Trois des meilleurs livres de la rentrée étrangère portent haut l’étendard des littératures queer et bousculent avec brio les questionnements de genre et de sexe. De véritables durs à queer.
Il est parfois bon de partir d’une définition. En anglais « queer » correspond à quelque chose de bizarre ou d’inadapté. Très vite, le mot est devenu une insulte pour moquer les hommes efféminés, les femmes qui embrassaient leur masculinité, ou plus généralement celles et ceux qui brouillaient leur genre et leur identité. Progressivement, comme une réponse et surtout un défi, la communauté LGBTQIA+ en a fait une arme à brandir, un étendard à porter. Pour crier haut et fort que le bizarre est beau et clamer que l’étrange est le plus puissant des moteurs pour s’affranchir de la norme.
En littérature, le queer fait des étincelles. Depuis Carmilla de Sheridan Le Fanu (1872), conte fantastique autour de la figure du vampire, mais surtout premier roman ouvertement lesbien, littérature de genre et questionnement de genre sont en lien.
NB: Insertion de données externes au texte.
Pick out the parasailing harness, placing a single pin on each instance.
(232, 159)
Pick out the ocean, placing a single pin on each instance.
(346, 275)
Comme si audace et inventivité, expérimentation et provocation, ainsi que défi imposé à la langue étaient les maîtres mots pour accéder au panthéon des grands romans queer.
1 Blackouts, de Justin Torres
On peut dire que les Éditions de l’Olivier ont du flair. Deux rentrées littéraires étrangères et deux prix parmi les plus prestigieux de la littérature américaine. Après le Pulitzer décerné à Hernan Diaz l’année dernière, place désormais au National Book Award, Justin Torres. On se souvient comme si c’était hier de Vie animale (2012), déflagration autofictionnelle devenue un monument de la littérature queer outre-Atlantique. Le romancier narrait alors l’errance magnifique de trois frères livrés à eux-mêmes dans l’Amérique des déshérités et surtout d’un benjamin qui, plus que les autres, faisait l’épreuve de la différence.
Douze ans plus tard, Justin Torres signe son grand retour et continue de creuser son sillon, usant toujours de fragments et d’expérimentations pour raconter ce que l’homosexualité fait aux garçons. Nene, un jeune Portoricain, se rend au Palais, un complexe résidentiel en plein désert reconverti en refuge pour la communauté LGBT+. Là-bas, il retrouve Juan, un homme plus âgé, ancien compagnon de malheur avec qui il était interné dans un effroyable hôpital réservé aux homosexuels.
Malade, ce dernier lui confie une mission, celle de poursuivre son œuvre et de faire revivre le travail de Jan Gay, une figure bien réelle, anthropologue lesbienne, pionnière des études sur le sexe, injustement invisibilisée. Un curieux objet littéraire entre réalité et fiction qui conjure, grâce à la poésie, les plus odieuses discriminations et les oublis sélectifs de l’histoire.
Blackouts, de Justin Torres, aux Éditions de L’Olivier, le 19 août 2024 en librairie.
2 Hexes, d’Agnieszka Szpila
Inclassable, cru, cynique, déroutant. Amis qui appréciez les livres bien rangés et les sentiers balisés, passez tout de suite votre chemin. Hexes est le roman le plus fou qu’il nous a été donné de lire depuis plusieurs années. Grâce à une traduction incroyable – le récit est bourré de jeux de mots, de distorsions de la langue et de curieuses alchimies du verbe –, on découvre tout le talent et l’audace de cette jeune écrivaine polonaise.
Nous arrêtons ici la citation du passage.